Supreme Clientele 2

Ghostface Killah

Mass Appeal – 2025
par Ludo, le 15 septembre 2025
8

Pour un type né dans la deuxième moitié des années 90, écrire sur Ghostface Killah n’a probablement pas la même symbolique qu’une exégèse d’un hypothétique Yeezus 2 prévu pour les giboulées de 2038. Par ailleurs, même chez ses fans historiques, nombreux·ses sont celles et ceux qui ont arrêté de le suivre à la trace, tout en continuant de vénérer la Trinité Ironman / Supreme Clientele / Fishscale. Mais à l'occasion de la sortie du sequel tant attendu d'un des meilleurs albums de l'histoire du rap, n'importe quel zoomer fan de rap se doit de mettre sur pause ses écoutes autistiques de Playboi Carti pour se confronter au monde extérieur et enfin toucher de la pelouse. 

Passée une mise en bouteille à la lenteur excessive (il fut un temps question que Supreme Clientele 2 soit produit par Kanye West et sorte entre Donda et Donda 2), voilà que Nas, dans un arc intitulé Legend Has It... qu'on espère légendaire, sort sur Mass Appeal des nouveautés de lui-même, Raekwon, Mobb Deep, De La Soul, Big L, Slick Rick et donc le fameux Supreme Clientele 2 du Wally Champ. Mettre un 2, un 3 ou un 4 derrière un album qui a bien marché est une pratique courante dans le rap, beaucoup de gens l’ont fait (Jay-Z ne s’en est jamais privé), et aujourd’hui plus personne ne doit s’étonner de trouver que le huitième ou le neuvième opus est, contre toute attente, moins bon que le premier de la série (demandez aux fans de la saga Hellraiser, dont Inspechtah Deck, ils vous expliqueront).

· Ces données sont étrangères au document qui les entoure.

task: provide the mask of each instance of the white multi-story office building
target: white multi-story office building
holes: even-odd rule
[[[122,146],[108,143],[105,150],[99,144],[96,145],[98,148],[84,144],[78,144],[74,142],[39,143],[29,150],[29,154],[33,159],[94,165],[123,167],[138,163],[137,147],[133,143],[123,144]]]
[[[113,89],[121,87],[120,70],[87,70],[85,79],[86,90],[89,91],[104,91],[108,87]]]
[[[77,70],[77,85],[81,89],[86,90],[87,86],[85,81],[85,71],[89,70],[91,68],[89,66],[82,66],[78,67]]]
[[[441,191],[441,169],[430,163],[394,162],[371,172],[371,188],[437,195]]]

Donc oui, Supreme Clientele 2 est objectivement moins bon et moins innovant que le premier du nom, mais ce nouvel album a le mérite de marcher dans les pas du premier tout en proposant quelque chose de différent, pas juste une suite fade et remplie de fan service qui dévoilerait un peu trop les ficelles de fabrication du précédent, en risquant même d'en fragiliser son aura. Au contraire, en composant ce nouvel album qui paradoxalement reprend certains morceaux datant des années 2000 restés jusqu’ici au placard, Ghostface fait un effort pour revenir à la lumière en ne négligeant pas son propre plaisir et en nous communiquant son enthousiasme particulièrement contagieux. En cela, nous pouvons parler d’un véritable retour en grâce, comme celui d’un pote plus vu depuis longtemps, qui illumine votre soirée de retrouvailles avec des anecdotes toutes plus farfelues les unes que les autres, des carabistouilles où il refait l’histoire en se présentant comme l'actuel plus gros kingpin de la ville ("Candyland"), le retour de ses obsessions pas piquées des hannetons (les Wallabees, la bouffe, la fumette, les comics, les grosses poitrines), et surtout une émotion qui déborde un peu partout et de manière imprévisible avec son lot d’épiphanies et de stream of consicousness tout droit sortis de son choxipeau magique ("Metaphysics"). Cette urgence dans la verve et dans le verbe se ressent dans les passages de l'album où il songe tour à tour à compléter sa descendance in front of the sea ("The Zoom") ou à s’assurer que son meilleur ami pensera toujours à lui en cas de décès prématuré (sur "You Ma Friend", peut-être en référence à son diabète qu’il combattait déjà à l’époque du premier Supreme Clientele).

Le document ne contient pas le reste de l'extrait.